# What would eat a porcelain crab?



## EvaM (Oct 12, 2011)

*c/p*I have a 29 gal. mixed. Will a serpent Starfish eat a porcelain crab?


----------



## tike (Nov 10, 2008)

I know large ones will eat silversides so there is a possibility depending on how large the star is vs. how small the crab is.


----------



## EvaM (Oct 12, 2011)

Thanks foe the reply. I'm not sure how big the starfish is, but I have had it for more than A year. It was a hitched a ride on some live rock. So I really don't know how big it is. Oxide lose a spotted gobby to it. It stays in the same rock it hitched in.

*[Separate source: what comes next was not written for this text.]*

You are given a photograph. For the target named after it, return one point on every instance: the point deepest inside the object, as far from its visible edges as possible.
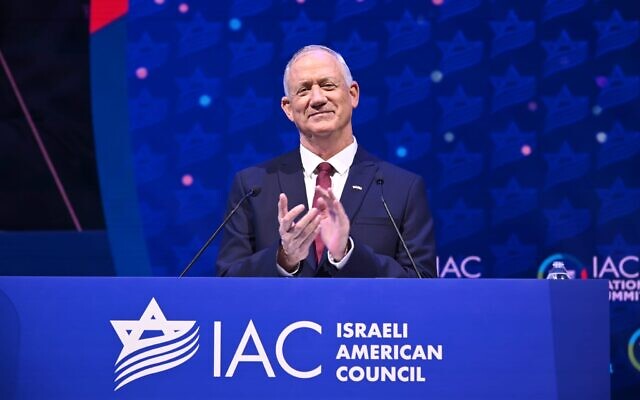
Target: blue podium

Is it possible the crabs molting.


----------



## Reefing Madness (Aug 12, 2011)

EvaM said:


> *c/p*I have a 29 gal. mixed. Will a serpent Starfish eat a porcelain crab?


Not likely. Your starfish isn't fast enough to catch the crab to start with.


----------



## Reefing Madness (Aug 12, 2011)

EvaM said:


> Thanks foe the reply. I'm not sure how big the starfish is, but I have had it for more than A year. It was a hitched a ride on some live rock. So I really don't know how big it is. Oxide lose a spotted gobby to it. It stays in the same rock it hitched in. Is it possible the crabs molting.


Yes, the crab does molt.


----------